But that can be a really, really great tool if states are like, “We’d like to make sure that we have a bunch of housing where the good schools are that’s accessible to people.” You can build that. That’s actually possible for people to do and that can be complementary to a policy that’s saying, “We’re also going to let a bunch of new housing exist wherever the demand is and where developers can build.” So I think you could explore those tools. I think it’s just really important not to let those tools become the thing that you’re doing to resolve the housing crisis because they can’t do that on their own.
Yoni Appelbaum: I’m really glad you asked the question about what happens to communities that people leave. It’s a good question. I can answer it in one of two ways. One would be like a cold-blooded economist. I could say, “Look, historically places in America have boomed and then they have gone bust.” If you have high rates of residential mobility, what happens to the places that have gone bust is yeah, a lot of the young people leave. They send back what in the international context we would call remittances, that is that they send some of their earnings back home to help support the people who for whatever reason have chosen to stay. Their absence tightens the local labor market and drives up wages for those who are still there, pulls people into the workforce who otherwise because of disability or substance abuse issues, as many of these communities would otherwise have been excluded from the workforce.

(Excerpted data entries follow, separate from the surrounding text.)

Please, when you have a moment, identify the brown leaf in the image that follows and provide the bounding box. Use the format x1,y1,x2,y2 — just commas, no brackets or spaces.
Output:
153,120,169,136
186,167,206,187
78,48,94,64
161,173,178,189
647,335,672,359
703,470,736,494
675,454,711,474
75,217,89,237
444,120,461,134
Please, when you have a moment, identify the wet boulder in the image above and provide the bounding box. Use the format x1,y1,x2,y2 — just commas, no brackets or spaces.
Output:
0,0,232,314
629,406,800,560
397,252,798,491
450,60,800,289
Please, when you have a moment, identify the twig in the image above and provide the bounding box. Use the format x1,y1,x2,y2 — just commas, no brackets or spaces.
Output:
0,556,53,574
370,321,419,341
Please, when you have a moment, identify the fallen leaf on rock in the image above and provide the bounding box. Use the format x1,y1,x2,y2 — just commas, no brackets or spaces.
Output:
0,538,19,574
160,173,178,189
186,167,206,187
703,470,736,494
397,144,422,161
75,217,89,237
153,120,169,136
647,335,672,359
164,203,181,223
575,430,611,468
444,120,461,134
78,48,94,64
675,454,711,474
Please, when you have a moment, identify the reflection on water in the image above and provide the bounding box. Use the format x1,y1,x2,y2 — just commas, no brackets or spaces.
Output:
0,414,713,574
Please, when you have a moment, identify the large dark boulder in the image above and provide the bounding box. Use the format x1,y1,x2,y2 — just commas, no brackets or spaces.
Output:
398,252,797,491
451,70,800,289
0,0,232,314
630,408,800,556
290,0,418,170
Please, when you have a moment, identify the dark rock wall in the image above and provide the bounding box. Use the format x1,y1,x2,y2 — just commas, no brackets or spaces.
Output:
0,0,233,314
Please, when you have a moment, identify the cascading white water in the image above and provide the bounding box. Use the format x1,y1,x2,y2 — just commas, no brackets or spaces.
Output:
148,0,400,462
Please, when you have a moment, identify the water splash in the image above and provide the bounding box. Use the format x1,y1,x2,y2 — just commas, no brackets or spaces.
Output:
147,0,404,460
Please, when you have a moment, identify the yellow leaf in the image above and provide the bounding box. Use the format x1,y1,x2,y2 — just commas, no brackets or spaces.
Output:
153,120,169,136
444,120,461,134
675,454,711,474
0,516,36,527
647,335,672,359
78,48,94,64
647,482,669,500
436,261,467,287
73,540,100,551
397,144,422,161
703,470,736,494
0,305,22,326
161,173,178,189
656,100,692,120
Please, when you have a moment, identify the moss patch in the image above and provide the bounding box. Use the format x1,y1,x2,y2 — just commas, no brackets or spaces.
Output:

So I can tell you that empirically, that community will do better with high rates of people flowing out of the community than it does if everybody stays where they are. But I don’t think that’s a sufficient answer. That doesn’t speak to the pain and the loss of watching a community in decline. It doesn’t speak to what it feels like if your kids all go off and move someplace else. I spent a week while I was writing the book, walking around Flint, Michigan and talking to people there. It’s not a rural community, but I went there because there are neighborhoods in Flint. Flint was once the best place you could go to bet on your child’s future. In the Great Migration, it pulls tons of workers up from the south who are seeking better lives for themselves and their kids in Flint and they find it.
And now it is, I mean, I was walking around blocks. I wanted to go to the worst places in America to raise your kids. And Raj Chetty’s Opportunity Atlas showed me census districts in Flint that were in the first percentile, the odds that those kids will earn anything, that they were down in the first percentile for income for the first percentile and mobility relative to where their parents were. And I talked to people because I wanted to know, “Why do you live here?” And people have all kinds of stories. They lived there for a family. They lived there for their church, they lived there for their community. And then you start asking, “Have you ever left Flint?” And you start to get lots of stories. “Yeah, I did. I crashed with a friend in Miami. I got a job.” But then he lost his apartment.
“I couldn’t afford the rent, so I moved back to Flint and I’ve been here ever since.” And you hear many, many variations on that basic story. And so the way I started to think about this was that we tend to get place-based policy wrong because we start with the places, but we ought to be starting with the people. I can sit in my house in Washington DC and imagine that it’d be really great if Flint revived and that we should come up with lots of programs that strongly incentivize people currently in Flint to stay and invest for the future. But then I got to look that dad in the eye who’s living in a place where his kids’ opportunities are in the first percentile and say, “Look, I’ll give you a federal tax incentive if you lash your daughter’s future to this community. I will pay you to stay in a place where your child will have less opportunity.”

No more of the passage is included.